Subyek dan setting ceritanya nyaris tak teridentifikasi lantaran tempat yang dijadikan latar peristiwa berhamburan kian ke mari: dari jalanan kota Jakarta meloncat ke Halmahera, lalu ke desa di Korsika, pulang lagi ke Yogyakarta, galeri di negeri Belanda, nelayan di Makassar, sirkus di negeri antah berantah, atau taman ria di dalam mata. Pengolahan bahasanya mendekati cerita semi dramatik yang begitu pendek hingga lebih pantas disebut fiksi mikro. Namun kekhasan Nukila ada pada kesegaran berbahasa, pemadatan imaji, dan rangkaian metafor yang berhamburan.

Setiap gerik tokoh-tokohnya teraba dengan cepat dan ditangkap sebagai siapa saja atau apa saja atau entah siapa: ada perempuan hamil, penari eksentrik, setetes embun, dua tangan yang bercakap, bayi di rahim ibu, hingga seekor buaya kecil yang menyeruak keluar gambar. Pada setiap bagian ceritanya menampilkan karakter tokoh pada posisi batin dimana secara paling sadar dan fitrah terlibat di dalam semua unsur; gerak, alur dan kehidupan.

Pemberontakan terhadap narasi patriarki yang melindap dalam cerpen-cerpen Nukila Amal seakan meleburkan batas pencitraan aku-perempuan lewat dialog sederhana seputar penamaan tokoh ceritanya: “Aku telah punya nama untukmu. Laluba. Kalau lelaki? tanya ayahmu. Laluba, jawabku. Kalau perempuan? Laluba. Kau akan gesit berenang seperti lumba-lumba”.

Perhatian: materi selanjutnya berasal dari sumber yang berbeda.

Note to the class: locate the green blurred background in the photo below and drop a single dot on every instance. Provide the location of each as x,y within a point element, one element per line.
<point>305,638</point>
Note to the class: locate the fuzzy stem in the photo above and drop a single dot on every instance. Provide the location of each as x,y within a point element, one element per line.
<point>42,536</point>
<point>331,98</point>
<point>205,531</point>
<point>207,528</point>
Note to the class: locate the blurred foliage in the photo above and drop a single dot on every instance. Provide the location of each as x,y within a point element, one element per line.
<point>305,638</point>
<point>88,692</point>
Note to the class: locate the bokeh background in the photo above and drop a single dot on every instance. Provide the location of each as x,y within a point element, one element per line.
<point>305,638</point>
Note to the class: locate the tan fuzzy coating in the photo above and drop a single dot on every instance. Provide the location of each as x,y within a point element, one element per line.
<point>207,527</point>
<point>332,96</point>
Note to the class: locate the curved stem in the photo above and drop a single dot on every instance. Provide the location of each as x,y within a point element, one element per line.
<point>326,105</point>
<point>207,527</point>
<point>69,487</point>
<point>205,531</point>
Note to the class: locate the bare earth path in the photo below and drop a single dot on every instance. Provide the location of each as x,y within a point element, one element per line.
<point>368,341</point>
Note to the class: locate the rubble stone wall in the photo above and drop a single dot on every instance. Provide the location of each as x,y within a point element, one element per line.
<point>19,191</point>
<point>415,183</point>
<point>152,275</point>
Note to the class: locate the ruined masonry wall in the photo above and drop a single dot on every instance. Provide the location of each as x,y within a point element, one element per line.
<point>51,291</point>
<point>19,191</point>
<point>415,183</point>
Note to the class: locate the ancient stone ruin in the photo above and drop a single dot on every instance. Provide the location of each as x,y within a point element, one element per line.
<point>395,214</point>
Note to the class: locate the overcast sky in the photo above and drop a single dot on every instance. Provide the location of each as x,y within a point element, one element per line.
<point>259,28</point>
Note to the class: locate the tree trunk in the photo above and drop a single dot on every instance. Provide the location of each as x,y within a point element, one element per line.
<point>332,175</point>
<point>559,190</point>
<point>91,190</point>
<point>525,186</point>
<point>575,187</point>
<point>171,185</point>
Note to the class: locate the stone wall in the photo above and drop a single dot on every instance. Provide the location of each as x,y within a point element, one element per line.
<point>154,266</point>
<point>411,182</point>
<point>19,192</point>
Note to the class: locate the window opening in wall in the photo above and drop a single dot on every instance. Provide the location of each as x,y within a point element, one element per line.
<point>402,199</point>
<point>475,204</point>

Kekuatan imaji dan metafor yang dibangun Nukila Amal tampak seperti permainan tangkap dan lari, yang kerap mengagetkan, menggetarkan, dengan pilihan rima yang liris, yang terpadu ke dalam struktur yang ketat, namun menampilkan keheningan yang begitu reflektif.

Cerpen “Laluba” secara lebih ekstrem mencipta prosa yang mengandalkan kekuatan kata, diksi penuh bunyi, permainan gema, motif yang bersahut-sahutan. Dengan penuh kesadaran Nukila memasukkan bait-bait puisi untuk menyelubungi makna dari peristiwa. Sebab kiranya “makna memang bermula dan bersarang dan beranak-pinak di benak…Jadi tak boleh membiarkan benak berkeliaran dan berubah-ubah bentuk seperti awan, melepas para kekasih lama keluar main berseliweran”.

Saya kira disinilah letak kesamaan atau bahkan kemiripan Ucu Agustin dan Nukila Amal, yakni gaya bahasa yang mereka bangun sama-sama memukau dan kaya metafor, ungkapan-ungkapan puitis dengan mengandalkan kekuatan imaji. Hanya saja Nukila secara lebih ekstrem ingin mencipta prosa yang bersilang-seluk puisi.

Tak berlebihan kiranya bila kedua cerita pendek jenis ini layak disambut dan dirayakan dengan ucapan—sebagaimana Nukila Amal mengucapkan—“Selamat datang di dunia imaji dan resolusi tinggi”.